It is an excellent speech with a strong commitment to a free press, that gives everyone an insight into the significant work he has put in on this issue behind the scenes. It raises the opportunity to have a decent debate on what comes next after the flabby and flaccid Press Complaint Commission.

But so far, only a paving slab has been overturned. Observing all the stuff that is coming out is like watching the creepy crawlies under one slab. We now have an inquiry that will pull up the whole pavement. Whilst it will marginally improve things for the Liberal Democrats and for Ed Miliband, for senior politicians in both Labour and the Conservatives, this will be the expenses story all over again. So the loser will be the reputation of politics itself. Therefore, there is a danger even to those who come out of this inquiry squeaky clean.

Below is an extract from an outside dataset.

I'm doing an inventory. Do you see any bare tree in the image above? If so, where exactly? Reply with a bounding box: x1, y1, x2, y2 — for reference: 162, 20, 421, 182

Like the expenses scandal, politicians will be tempted down the route of some kind of half-cock, self-flagellation style IPSA idea, as a backlash reaction against the massive outcry. IPSA is system of financial scrutiny in Parliament which is almost unworkable and punishes all MPs.

Yesterday Labour’s Tom Harris MP who has long campaigned on media issues summed it up perfectly in a tweet:

Journalists illegally tap people’s phones. The response? Force MPs to publically record every meeting with media. Utterly. Bloody. Bonkers.

A strong and vibrant belief in politics may be what we sacrifice in the last roll of a dice of a retiring judge. This may end up as a backlash against politicians, triggered by an appalling act by people who should simply be developing a new and entirely different relationship with the police — one which ends with a conviction.